Species of flowering plant

Ehretia microphylla is commonly known as the Fukien tea tree or Philippine tea tree, is a species of flowering plant. The genus Ehretia is placed in the family Ehretiaceae.

==Description==
Ehretia microphylla is a shrub growing to 4 m height, with long, straggling, slender branches. It is deciduous during the dry season. Its leaves are usually 10–50 mm long and 5–30 mm wide, and may vary in size, texture, colour and margin. It has small white flowers 8–10 mm in diameter with a 4–5 lobed corolla, and drupes 4–6 mm in diameter, ripening brownish orange.

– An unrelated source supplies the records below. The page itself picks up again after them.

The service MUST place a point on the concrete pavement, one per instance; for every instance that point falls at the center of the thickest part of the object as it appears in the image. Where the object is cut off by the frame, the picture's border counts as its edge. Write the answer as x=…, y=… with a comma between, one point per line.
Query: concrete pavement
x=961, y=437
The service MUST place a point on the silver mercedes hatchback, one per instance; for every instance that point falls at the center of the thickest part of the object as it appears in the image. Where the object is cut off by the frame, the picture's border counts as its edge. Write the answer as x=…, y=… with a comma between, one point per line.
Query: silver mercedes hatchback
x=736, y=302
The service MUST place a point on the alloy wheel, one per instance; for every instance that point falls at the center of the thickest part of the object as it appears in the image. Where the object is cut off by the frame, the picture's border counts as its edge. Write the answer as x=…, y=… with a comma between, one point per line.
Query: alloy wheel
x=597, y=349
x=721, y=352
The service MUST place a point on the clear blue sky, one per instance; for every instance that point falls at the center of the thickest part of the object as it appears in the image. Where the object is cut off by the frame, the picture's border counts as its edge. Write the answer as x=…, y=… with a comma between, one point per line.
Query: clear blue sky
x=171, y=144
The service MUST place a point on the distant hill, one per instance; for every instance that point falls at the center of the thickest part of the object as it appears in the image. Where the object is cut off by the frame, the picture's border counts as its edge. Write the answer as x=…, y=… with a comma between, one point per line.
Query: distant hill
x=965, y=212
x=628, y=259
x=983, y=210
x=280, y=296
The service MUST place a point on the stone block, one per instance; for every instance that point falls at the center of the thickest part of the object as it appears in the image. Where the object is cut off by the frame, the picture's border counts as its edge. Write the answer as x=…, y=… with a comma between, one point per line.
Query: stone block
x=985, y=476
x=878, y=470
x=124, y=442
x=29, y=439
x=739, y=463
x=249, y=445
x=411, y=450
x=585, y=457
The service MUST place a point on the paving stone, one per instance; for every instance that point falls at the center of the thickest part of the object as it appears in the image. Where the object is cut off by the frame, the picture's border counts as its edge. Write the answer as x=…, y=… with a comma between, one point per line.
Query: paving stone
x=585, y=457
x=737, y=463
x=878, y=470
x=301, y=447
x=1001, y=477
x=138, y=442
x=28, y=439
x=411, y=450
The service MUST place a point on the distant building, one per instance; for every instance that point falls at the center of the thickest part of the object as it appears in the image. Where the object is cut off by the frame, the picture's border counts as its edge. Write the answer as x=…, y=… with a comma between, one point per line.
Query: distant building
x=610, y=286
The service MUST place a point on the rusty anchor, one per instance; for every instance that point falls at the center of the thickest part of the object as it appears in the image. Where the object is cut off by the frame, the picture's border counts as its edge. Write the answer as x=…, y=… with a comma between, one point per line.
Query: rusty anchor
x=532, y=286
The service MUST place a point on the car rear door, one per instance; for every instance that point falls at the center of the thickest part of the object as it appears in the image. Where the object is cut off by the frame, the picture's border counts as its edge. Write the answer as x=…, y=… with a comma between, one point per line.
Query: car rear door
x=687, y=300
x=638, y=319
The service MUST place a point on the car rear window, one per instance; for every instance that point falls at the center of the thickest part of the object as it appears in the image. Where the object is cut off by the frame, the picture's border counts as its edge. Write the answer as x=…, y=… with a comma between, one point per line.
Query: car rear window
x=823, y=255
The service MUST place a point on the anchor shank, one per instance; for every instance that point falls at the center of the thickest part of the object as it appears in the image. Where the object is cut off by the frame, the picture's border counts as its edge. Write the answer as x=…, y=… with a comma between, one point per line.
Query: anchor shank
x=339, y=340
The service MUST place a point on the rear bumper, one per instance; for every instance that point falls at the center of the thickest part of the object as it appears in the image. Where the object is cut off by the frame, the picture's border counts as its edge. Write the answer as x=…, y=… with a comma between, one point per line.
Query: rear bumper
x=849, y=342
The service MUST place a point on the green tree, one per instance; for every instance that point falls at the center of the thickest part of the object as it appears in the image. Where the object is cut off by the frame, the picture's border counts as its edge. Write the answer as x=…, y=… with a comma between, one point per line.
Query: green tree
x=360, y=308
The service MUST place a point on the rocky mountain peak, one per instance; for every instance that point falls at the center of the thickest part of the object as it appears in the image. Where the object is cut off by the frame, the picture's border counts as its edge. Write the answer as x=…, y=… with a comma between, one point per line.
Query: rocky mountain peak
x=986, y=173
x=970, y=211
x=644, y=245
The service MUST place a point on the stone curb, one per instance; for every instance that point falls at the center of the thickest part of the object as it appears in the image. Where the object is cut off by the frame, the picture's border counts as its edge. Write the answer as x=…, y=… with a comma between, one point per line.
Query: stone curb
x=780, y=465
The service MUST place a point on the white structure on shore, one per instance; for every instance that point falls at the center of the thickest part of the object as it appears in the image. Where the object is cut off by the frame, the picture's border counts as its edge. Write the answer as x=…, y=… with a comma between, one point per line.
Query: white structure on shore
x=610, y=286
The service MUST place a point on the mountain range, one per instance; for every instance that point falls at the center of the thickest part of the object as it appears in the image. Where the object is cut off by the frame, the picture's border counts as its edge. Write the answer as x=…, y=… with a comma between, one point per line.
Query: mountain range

==Distribution and habitat==
The plant occurs widely in eastern and south-eastern Asia from India, Indochina, southern China, and Japan, through Malesia (including the Australian territory of Christmas Island) and New Guinea to mainland Australia (Cape York Peninsula) and the Solomon Islands. It has become an invasive weed in Hawaii where it is a popular ornamental plant and where the seeds are thought to be spread by fruit-eating birds.

On Cape York Peninsula, the plant is recorded from semi-evergreen vine thickets. On Christmas Island, it favours dry sites on the terraces, and sometimes occurs in rainforest.

==Uses==
The plant is popular in Penjing in China. The leaves are used medicinally in the Philippines to treat cough, colic, diarrhea and dysentery.